Do Visual Basic ao COBOL no IBM Z : Você Não Está Abandonando o Desenvolvimento Desktop. Está Descobrindo Onde Muitos Sistemas Críticos Nunca Pararam de Evoluir.

 

Bellacosa Mainframe do visual basic ao cobol no zos

☕ Um Café no Bellacosa Mainframe

Do Visual Basic ao COBOL no IBM Z

Você Não Está Abandonando o Desenvolvimento Desktop. Está Descobrindo Onde Muitos Sistemas Críticos Nunca Pararam de Evoluir.

"Quem programa em Visual Basic já aprendeu uma das lições mais importantes da engenharia de software: transformar regras de negócio em aplicações que resolvem problemas reais. Aprender COBOL no IBM Z não significa voltar ao passado. Significa compreender por que os maiores bancos, seguradoras, empresas aéreas e governos do mundo continuam confiando em uma plataforma que processa bilhões de transações diariamente."

Existe um mito bastante difundido na comunidade de tecnologia.

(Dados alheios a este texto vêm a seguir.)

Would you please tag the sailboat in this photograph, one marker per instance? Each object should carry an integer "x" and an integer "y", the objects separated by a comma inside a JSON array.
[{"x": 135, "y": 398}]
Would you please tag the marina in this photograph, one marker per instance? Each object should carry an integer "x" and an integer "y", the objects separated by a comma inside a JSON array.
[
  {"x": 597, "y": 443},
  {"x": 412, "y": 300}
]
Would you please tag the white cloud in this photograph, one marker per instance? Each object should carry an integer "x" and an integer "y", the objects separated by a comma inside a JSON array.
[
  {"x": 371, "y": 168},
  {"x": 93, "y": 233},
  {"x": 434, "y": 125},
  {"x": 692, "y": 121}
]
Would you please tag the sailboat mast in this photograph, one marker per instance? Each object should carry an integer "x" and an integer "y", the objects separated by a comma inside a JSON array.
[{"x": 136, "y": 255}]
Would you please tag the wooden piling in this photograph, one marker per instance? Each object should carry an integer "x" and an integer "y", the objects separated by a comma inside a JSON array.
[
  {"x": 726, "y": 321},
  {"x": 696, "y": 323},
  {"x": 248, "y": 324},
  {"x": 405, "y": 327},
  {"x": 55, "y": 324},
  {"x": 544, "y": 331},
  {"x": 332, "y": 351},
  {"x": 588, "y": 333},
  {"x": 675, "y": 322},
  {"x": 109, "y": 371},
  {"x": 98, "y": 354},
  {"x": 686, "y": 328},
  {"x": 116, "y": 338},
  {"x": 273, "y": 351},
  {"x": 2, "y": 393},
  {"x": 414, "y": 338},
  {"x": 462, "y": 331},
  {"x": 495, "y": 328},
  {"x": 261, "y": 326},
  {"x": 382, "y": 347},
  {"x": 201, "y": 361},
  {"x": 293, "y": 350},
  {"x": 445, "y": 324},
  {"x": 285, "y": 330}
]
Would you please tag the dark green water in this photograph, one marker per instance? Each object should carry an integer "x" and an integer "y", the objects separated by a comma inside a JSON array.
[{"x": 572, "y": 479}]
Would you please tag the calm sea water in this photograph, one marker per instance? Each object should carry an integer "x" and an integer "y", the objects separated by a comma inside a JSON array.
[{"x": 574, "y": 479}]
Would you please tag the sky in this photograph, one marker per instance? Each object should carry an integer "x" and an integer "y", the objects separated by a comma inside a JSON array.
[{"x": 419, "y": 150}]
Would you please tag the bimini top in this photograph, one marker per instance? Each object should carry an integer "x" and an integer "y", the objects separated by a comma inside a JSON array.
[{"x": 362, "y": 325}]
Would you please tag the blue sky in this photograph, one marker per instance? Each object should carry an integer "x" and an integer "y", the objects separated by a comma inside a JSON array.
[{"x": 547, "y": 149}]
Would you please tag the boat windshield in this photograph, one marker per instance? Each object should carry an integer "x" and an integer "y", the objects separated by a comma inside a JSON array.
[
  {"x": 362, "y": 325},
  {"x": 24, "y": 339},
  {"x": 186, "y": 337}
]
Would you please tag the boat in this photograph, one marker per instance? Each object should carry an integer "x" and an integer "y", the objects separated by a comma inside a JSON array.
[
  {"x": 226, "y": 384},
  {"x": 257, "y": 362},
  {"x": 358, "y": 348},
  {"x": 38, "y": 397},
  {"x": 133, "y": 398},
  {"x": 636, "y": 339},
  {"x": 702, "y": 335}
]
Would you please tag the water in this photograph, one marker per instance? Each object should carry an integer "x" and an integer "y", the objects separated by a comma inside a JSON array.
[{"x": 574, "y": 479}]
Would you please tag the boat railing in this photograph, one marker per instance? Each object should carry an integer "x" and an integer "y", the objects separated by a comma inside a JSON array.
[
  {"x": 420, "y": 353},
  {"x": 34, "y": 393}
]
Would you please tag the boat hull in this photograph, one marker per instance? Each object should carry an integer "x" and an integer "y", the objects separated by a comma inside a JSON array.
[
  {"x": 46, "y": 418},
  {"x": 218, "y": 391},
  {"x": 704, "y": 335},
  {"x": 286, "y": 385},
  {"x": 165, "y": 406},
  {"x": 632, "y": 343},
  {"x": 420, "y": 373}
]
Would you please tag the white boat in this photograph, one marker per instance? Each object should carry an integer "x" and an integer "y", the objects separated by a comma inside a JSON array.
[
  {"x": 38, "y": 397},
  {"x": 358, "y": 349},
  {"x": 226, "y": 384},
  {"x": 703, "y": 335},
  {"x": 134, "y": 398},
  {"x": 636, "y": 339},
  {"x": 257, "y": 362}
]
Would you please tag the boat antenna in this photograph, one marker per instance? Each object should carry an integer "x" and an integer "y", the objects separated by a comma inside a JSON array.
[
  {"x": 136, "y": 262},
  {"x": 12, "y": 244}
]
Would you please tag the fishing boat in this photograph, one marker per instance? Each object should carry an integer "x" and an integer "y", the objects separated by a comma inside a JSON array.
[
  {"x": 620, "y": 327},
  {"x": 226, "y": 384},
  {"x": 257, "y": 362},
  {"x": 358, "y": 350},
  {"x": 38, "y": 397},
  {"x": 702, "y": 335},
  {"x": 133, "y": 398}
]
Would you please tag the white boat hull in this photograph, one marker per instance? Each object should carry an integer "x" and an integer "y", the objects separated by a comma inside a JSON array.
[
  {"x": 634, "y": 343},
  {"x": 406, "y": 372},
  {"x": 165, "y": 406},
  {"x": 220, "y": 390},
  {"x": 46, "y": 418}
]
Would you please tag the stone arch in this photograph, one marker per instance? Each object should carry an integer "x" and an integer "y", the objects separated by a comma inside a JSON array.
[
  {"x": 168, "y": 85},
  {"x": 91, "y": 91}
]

Ele diz que quem vem do Visual Basic encontrará um ambiente completamente diferente ao entrar no universo do Mainframe.

Na prática, isso não é verdade.

A tecnologia muda.

A plataforma muda.

A arquitetura muda.

Mas o pensamento de engenharia continua exatamente o mesmo.

Você continua recebendo requisitos.

Continua modelando dados.

Continua tratando exceções.

Continua escrevendo lógica de negócio.

Continua produzindo software para pessoas.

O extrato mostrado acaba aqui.